もしもこんな人たちが隣に越して来たら……

 

 

 早く撮影が終わったので日のあるうちに帰ると、アパートの隣の部屋に業者さんが大きな冷蔵庫を運び込んでいました。

 隣は以前住んでた若夫婦が引っ越してからしばらく空き家だったのですが、どこかの会社の社宅として使われることになると聞いています。

 それにしても大きな冷蔵庫です。

 冷蔵庫だけ置くと、業者は帰って行きました。

 他の荷物とは別に新規に購入したのかも知れません。

 その夜から、隣室で物音や話し声が聞こえるようになりました。

 もう、人が住んでいるのでしょう。

 回覧板が廻って来たので、届けるついでに挨拶しようと思いチャイムを鳴らしたら、品の良い奥さんが扉を開けて出て来ました。

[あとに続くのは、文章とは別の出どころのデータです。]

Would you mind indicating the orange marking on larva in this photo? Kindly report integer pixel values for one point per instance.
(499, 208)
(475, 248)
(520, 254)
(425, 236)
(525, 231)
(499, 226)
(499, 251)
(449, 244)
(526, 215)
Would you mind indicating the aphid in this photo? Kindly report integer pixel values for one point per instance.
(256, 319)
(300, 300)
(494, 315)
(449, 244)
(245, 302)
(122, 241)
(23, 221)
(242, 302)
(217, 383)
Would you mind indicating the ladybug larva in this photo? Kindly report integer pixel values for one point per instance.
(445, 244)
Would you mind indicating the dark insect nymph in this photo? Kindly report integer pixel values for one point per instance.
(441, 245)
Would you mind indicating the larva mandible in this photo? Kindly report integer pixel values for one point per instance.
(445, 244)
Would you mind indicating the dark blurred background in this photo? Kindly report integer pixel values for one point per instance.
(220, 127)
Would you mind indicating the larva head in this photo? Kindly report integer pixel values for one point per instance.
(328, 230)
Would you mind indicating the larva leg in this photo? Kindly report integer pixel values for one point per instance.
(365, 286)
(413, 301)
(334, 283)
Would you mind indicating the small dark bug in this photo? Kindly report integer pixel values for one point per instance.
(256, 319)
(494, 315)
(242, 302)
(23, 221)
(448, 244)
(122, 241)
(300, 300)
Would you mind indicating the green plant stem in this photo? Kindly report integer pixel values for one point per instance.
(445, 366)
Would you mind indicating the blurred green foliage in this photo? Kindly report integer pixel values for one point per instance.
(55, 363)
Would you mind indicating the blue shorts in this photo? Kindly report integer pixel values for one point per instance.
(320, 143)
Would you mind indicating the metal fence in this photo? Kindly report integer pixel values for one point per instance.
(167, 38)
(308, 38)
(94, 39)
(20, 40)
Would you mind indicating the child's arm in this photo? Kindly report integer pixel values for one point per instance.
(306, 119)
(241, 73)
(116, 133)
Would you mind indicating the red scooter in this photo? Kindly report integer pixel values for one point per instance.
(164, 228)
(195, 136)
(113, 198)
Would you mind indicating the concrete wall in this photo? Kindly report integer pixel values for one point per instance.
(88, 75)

 同時に物凄い数のおばさんの話し声が耳にはいります。

 見ると、室内に二十人以上の主婦らしい女性がおり、めいめいお茶を飲んだりお菓子を食べたりしながらおしゃべりをしているのです。

 引っ越しのお祝いに集まったのかも知れません。

 奥さんはひったくるように回覧板を取ると扉をぴしゃりと閉めました。

 それからも朝から夜まで、隣からは大勢の賑やかな声が聞こえてきます。

 一週間もした頃でしょうか、早朝ロケで早くから家を出ると、隣からもスーツ姿の男の人が出て来るのと鉢合わせました。

「おはようございま……」

 挨拶しかけて、呆然としました。

 その男性の体が半透明で、向う側が透けて見えていたからです。

 

「なんです?隣の部屋から幽霊が?」

 そのことを話すと、大家さんは驚いたようです。

 それだけでなく、毎日にように大勢の人が集まっているらしいということも伝えました。

「私の方では松平電機の社宅としてしか契約していませんが、明日、総務部長に連絡してみます」

「お願いします。なんだか気味が悪くて……」

 

 翌日、松平電機の総務部長という方が大家さんと隣の部屋にやって来たので、ぼくも同席させていただくことにしました。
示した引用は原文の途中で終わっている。